Jusqu’aux XIIe et XIIIe siècles, il n’y a pas eu à proprement parler d’Espagnols, même au sens le plus large, bien que l’on puisse alléguer l’existence de textes antérieurs qui parlent de « toute l’Espagne ». En fait, le mot même « espagnol » est une création française qui reflète la manière dont, depuis la France, on percevait des traits communs aux gens de l’autre côté des Pyrénées.
Depuis l’arrivée des Romains (218 av. J.-C.) jusqu’à celle des musulmans en 711, il y a presque neuf siècles de romanisation (les wisigoths sont demeurés pour l’essentiel dans l’espace culturel latino-chrétien), mais il m’a toujours semblé abusif de considérer « espagnols », à partir de la seule géographie, les romains nés en Hispanie, comme les Goths du royaume de Tolède ou les musulmans d’al-Andalus qui, dans leur majorité ignoraient l’idée selon laquelle il y aurait plus tard, « sur la même terre », un pays appelé Espagne, avec une langue, une culture, des institutions politiques, juridiques et religieuses complètement différentes, sinon antagoniques.

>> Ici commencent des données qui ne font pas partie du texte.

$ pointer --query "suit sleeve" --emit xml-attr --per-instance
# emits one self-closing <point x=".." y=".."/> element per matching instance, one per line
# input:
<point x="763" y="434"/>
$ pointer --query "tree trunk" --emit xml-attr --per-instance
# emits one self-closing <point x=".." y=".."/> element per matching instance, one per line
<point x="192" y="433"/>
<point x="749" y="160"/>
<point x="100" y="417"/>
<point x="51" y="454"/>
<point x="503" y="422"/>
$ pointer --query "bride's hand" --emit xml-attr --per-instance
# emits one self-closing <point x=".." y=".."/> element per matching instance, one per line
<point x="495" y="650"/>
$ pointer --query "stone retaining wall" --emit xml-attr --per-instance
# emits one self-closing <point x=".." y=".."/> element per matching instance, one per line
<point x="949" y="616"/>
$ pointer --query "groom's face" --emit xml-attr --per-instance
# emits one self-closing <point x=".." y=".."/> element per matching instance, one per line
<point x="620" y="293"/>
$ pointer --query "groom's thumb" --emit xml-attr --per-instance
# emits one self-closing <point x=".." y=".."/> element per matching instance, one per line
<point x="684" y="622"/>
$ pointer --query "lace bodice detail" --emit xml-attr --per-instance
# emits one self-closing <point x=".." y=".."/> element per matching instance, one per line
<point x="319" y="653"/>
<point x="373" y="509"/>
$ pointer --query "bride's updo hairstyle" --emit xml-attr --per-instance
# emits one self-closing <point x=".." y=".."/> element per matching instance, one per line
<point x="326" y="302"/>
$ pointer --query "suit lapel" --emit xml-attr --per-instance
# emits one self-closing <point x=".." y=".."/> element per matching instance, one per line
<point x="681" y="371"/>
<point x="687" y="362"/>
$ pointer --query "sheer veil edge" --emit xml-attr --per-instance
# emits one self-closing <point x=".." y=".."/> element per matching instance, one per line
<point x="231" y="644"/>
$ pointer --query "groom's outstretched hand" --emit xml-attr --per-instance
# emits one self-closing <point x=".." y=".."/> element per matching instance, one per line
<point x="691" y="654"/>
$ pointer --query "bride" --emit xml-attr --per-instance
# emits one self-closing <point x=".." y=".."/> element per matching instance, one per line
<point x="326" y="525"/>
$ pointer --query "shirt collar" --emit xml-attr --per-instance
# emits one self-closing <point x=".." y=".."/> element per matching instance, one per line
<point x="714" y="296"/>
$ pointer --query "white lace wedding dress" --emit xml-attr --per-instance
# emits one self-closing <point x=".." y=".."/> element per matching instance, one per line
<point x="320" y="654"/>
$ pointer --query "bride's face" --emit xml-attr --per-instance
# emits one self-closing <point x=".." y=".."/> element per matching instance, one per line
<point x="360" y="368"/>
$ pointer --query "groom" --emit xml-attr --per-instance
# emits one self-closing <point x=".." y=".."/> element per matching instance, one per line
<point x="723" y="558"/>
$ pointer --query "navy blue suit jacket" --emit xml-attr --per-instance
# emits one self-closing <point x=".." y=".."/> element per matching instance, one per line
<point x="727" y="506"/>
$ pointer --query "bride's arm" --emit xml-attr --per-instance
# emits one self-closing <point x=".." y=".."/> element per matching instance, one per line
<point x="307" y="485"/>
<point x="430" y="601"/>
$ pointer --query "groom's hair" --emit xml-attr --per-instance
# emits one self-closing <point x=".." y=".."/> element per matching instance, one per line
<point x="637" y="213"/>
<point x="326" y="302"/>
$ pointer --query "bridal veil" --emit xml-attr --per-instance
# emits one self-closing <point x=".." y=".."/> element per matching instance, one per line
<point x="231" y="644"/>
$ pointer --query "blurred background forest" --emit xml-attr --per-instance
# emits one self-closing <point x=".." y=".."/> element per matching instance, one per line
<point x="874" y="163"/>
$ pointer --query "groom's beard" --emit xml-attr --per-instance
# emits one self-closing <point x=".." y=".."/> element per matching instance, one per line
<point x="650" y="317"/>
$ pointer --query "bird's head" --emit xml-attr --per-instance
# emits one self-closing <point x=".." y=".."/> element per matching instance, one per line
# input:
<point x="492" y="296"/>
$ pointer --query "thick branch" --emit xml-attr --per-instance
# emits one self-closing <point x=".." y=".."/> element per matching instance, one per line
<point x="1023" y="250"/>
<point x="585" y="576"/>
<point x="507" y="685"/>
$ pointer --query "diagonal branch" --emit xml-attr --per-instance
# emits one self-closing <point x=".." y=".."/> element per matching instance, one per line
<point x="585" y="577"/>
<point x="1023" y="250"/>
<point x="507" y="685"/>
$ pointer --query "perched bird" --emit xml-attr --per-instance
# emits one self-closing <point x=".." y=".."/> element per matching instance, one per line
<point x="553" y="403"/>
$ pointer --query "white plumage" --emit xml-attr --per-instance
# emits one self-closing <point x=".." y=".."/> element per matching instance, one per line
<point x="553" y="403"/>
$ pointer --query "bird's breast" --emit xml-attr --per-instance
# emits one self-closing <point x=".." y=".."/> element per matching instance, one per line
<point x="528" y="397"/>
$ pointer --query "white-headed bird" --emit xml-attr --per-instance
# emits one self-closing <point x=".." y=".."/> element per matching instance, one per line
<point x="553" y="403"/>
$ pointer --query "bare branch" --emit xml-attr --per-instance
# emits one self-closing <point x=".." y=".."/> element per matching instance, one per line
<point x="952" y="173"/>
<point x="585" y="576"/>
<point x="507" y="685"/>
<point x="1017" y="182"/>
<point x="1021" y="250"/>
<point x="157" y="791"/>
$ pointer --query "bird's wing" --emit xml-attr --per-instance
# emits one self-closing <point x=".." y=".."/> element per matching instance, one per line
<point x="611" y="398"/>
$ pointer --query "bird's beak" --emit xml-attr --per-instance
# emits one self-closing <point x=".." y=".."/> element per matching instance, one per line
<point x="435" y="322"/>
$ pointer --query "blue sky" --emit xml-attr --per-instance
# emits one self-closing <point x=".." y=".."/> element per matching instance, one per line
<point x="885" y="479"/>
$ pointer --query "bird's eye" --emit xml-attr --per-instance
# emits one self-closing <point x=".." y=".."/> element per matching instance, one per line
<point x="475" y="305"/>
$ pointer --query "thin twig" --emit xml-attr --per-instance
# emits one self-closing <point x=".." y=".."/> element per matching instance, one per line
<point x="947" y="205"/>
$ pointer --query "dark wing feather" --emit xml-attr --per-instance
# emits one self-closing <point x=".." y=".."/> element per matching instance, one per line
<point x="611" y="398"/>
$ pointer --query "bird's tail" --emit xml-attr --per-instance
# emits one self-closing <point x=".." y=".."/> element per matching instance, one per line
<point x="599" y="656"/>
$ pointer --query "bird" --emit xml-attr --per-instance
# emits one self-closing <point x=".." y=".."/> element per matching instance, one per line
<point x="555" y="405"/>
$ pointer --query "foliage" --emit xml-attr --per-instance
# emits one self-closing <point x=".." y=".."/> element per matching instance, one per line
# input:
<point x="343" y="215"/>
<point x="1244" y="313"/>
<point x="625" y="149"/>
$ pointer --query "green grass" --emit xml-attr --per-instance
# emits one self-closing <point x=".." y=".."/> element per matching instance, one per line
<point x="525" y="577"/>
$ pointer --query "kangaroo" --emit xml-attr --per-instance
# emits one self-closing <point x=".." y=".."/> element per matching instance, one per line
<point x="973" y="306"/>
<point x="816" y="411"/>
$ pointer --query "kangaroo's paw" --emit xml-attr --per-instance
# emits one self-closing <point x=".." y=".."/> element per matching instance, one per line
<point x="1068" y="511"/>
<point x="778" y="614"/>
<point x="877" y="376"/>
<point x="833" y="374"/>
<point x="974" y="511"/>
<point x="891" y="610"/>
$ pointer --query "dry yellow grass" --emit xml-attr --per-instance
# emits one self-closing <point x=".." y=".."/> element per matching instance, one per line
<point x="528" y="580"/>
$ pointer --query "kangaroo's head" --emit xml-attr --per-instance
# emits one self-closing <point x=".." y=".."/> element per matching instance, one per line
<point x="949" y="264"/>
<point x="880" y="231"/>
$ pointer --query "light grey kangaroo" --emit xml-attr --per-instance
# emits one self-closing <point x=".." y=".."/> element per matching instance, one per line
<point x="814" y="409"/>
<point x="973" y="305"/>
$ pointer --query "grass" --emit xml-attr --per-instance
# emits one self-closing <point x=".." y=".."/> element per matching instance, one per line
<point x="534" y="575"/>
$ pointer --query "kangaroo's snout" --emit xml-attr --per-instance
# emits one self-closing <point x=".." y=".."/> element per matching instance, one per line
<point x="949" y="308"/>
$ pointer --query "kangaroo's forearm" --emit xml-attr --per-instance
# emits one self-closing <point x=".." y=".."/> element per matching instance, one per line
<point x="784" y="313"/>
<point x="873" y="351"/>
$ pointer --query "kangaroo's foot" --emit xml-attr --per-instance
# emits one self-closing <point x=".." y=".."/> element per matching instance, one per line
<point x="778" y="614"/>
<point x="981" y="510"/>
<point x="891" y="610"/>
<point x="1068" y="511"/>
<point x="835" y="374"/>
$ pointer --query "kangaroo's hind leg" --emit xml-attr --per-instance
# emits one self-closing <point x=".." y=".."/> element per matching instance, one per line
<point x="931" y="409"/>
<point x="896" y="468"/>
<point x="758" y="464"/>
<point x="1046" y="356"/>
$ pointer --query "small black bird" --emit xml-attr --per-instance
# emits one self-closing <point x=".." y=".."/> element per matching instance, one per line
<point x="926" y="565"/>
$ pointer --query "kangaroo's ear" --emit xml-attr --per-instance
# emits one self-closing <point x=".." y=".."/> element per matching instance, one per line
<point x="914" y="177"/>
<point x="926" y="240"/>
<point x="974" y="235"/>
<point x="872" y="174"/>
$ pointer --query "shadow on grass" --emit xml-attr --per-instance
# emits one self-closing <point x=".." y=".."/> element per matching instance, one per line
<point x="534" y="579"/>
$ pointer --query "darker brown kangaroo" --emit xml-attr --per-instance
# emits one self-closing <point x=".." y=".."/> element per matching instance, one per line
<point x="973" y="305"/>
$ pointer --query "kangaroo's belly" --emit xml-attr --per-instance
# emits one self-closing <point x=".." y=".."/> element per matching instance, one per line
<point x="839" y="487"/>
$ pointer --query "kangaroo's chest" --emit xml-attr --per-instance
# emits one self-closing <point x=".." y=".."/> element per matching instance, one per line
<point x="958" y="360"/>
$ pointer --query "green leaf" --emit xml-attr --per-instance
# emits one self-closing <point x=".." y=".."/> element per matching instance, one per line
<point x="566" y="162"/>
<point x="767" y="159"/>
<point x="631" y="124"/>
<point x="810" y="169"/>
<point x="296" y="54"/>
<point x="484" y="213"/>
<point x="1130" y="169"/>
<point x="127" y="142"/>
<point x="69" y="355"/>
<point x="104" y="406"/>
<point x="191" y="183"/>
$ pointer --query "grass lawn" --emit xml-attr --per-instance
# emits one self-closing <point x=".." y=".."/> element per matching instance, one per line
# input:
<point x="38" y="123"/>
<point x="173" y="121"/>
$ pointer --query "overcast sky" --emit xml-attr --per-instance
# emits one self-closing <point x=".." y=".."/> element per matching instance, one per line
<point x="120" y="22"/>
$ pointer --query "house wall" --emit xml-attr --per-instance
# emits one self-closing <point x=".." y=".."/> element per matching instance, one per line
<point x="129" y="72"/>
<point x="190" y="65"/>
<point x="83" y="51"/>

L’idée essentialiste de l’Espagne, comme continuum historique, provient du XIXe siècle et il faut en chercher l’origine chez des penseurs et des historiens conservateurs et nationalistes bien antérieurs à Franco (par exemple Javier Simonet, Menéndez Pelayo, Vázquez de Mella, Ramiro de Maeztu ou Menéndez Pidal). Le principal représentant de l’idéologie essentialiste est l’historien Claudio Sánchez Albornoz, qui a été Président de la République en exil jusqu’à la mort de Franco, ce qui semble indiquer qu’il ne devait pas être très franquiste. Son œuvre est par ailleurs très vaste et techniquement digne de respect bien que je sois en désaccord avec son fil conducteur qu’il prolonge jusqu’à la nuit des temps. Mes désaccords avec Albornoz touchent un point crucial : sa vision idéaliste de l’Histoire le conduisait à considérer « espagnols » les musulmans habitants de l’ensemble qu’on appelle Al-Andalus.